A TMBB prediction algorithm based on the physicochemical properties of TMBBs was developed in this lab (Wimley, 2002
). This algorithm is based on an analysis of the structure and composition of known TMBBs. The algorithm identifies the positions of TM β-strands using a simple pattern-recognition scheme, which utilizes the statistical amino acid abundance data derived from known structures. The observed amino acid abundances from the TM β-strands are compared to the expected genomic abundance, and the difference between the two abundances yields information about patterns and composition unique to the TM segments of TMBBs. The algorithm uses the resulting abundance values to identify 10-residue-long β-strands with dyad repeat patterns. Next, adjacent β-strands are scored for β-hairpin-forming potential, and the β-hairpin score data is used in a function to give a protein sequence a single β-barrel score. The β-barrel score is a rating of the overall propensity of the sequence to fold into a TMBB.
The initial goal of this work was to rigorously evaluate the performance of this algorithm since it was intended to make predictions for genomic sequences, which will be listed in an annotated database. The performance of the original algorithm was evaluated using a non-redundant protein database (NRPDB) with 14 238 proteins of known structure from the Protein Data Bank (PDB; Berman et al.
).
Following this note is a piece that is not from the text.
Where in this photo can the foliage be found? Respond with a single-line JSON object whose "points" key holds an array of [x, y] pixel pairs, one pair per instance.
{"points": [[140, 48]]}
Each sequence was given a β-barrel score, which was used as a threshold-dependent binomial classifier to identify each sequence as either a TMBB or non-TMBB. Using the NRPDB as a stringent test set, the performances of the original prediction algorithm, as well as other prediction algorithms, were unsatisfactory because they had very large rates of false positive predictions.
The algorithm described in this work was developed to address the specific weaknesses in the ability of the original algorithm to discriminate against non-TMBBs. The modified algorithm, which we call the Freeman–Wimley algorithm, showed a substantial improvement, from 87% to 99% when analyzing the NRPDB. The accuracy of the Freeman–Wimley algorithm is comparable to the accuracy of TM helix prediction and exceeds the accuracy of other TMBB prediction methods. Furthermore, an analysis of the Escherichia coli genome has revealed that the Freeman–Wimley algorithm is more efficient at distinguishing TMBBs from non-TMBBs in genomic databases compared to the NRPDB. This work represents significant progress in the computational identification of genomic TMBB sequences.